No primeiro alvo visitado na manhã de hoje, na região do Jardim Petrópolis, em Maceió, a equipe confirmou o desmatamento em uma área de 3,21 hectares, que equivalem a três campos e meio de futebol.
A chegada até essa área foi possível porque, ainda na fase interna da operação, os profissionais dos órgãos ambientais recebem informações da Polícia Federal, obtidas por meio do “Brasil Mais” e do “MapBiomas”, sistemas com dados de satélites que indicam a localização de possíveis desmatamentos ilegais. Em campo, a equipe utiliza drones para confirmar a existência e a extensão do dano ambiental.
Devido à constatação do desmatamento, o proprietário da área situada no Jardim Petrópolis receberá um auto de infração do Instituto do Meio Ambiente de Alagoas (IMA/AL) no valor de R$ 20 mil, acerca do qual poderá apresentar defesa administrativa, e ainda poderá responder em âmbito civil e criminal.
A operação nacional “Mata Atlântica em Pé” tem apoio do MPAL, Ministério Público Federal (MPF), Instituto Brasileiro do Meio Ambiente e dos Recursos Naturais Renováveis (Ibama), Instituto do Meio Ambiente de Alagoas (IMA) e Batalhão de Polícia Ambiental (BPA/PM).
“A Operação Mata Atlântica é um esforço conjunto fundamental para proteger um dos biomas mais ameaçados do país. A participação do Ibama em Alagoas reforça o compromisso com o combate ao desmatamento ilegal e a preservação da biodiversidade, garantindo que a legislação ambiental seja cumprida e que as futuras gerações possam herdar um patrimônio natural protegido”, salientou o superintendente do órgão no estado, Rivaldo Couto.

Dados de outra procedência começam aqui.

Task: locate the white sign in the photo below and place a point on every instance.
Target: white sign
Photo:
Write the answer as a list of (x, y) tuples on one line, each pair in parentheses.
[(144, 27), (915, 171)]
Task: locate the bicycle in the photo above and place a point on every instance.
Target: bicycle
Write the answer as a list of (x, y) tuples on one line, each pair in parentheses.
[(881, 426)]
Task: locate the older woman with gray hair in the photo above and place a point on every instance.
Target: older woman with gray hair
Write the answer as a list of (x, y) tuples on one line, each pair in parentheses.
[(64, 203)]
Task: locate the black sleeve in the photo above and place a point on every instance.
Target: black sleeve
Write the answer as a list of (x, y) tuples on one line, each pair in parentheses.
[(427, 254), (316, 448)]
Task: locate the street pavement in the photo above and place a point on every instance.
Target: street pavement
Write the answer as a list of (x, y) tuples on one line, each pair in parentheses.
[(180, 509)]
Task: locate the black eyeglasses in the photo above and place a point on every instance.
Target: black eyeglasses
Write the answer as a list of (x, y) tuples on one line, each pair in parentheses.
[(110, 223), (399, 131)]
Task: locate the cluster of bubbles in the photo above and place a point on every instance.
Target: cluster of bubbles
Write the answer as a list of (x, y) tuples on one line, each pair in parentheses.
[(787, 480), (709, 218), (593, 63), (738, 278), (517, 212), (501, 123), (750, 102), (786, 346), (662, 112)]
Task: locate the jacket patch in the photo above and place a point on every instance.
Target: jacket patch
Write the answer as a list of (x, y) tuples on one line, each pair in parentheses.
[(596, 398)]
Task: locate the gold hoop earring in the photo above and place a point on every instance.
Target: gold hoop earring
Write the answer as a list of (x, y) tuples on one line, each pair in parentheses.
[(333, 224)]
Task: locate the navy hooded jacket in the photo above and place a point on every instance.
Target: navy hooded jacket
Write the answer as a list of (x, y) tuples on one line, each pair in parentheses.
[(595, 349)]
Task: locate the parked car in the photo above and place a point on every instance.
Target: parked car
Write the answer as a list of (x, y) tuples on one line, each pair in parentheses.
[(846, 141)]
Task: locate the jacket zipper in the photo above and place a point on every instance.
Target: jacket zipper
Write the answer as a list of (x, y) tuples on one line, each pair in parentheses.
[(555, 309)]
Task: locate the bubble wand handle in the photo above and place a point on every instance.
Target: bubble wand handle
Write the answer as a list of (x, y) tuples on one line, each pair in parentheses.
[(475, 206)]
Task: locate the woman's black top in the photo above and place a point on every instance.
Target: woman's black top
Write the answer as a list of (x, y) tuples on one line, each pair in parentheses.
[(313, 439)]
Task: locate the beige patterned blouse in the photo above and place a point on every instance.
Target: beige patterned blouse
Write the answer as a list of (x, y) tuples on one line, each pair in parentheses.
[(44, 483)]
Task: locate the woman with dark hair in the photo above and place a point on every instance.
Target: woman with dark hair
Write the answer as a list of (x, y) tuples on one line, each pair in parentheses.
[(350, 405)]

Para o promotor de Justiça de Defesa do Meio Ambiente, Alberto Fonseca, a iniciativa é importantíssima para a conservação da Mata Atlântica, o maior “hotspot” para conservação da biodiversidade do planeta. “É com grata satisfação que, mais uma vez, Alagoas participa dessa operação, principalmente sabendo que mais de 90% da cobertura original desse bioma já foram perdidos por interferência humana”, reforçou.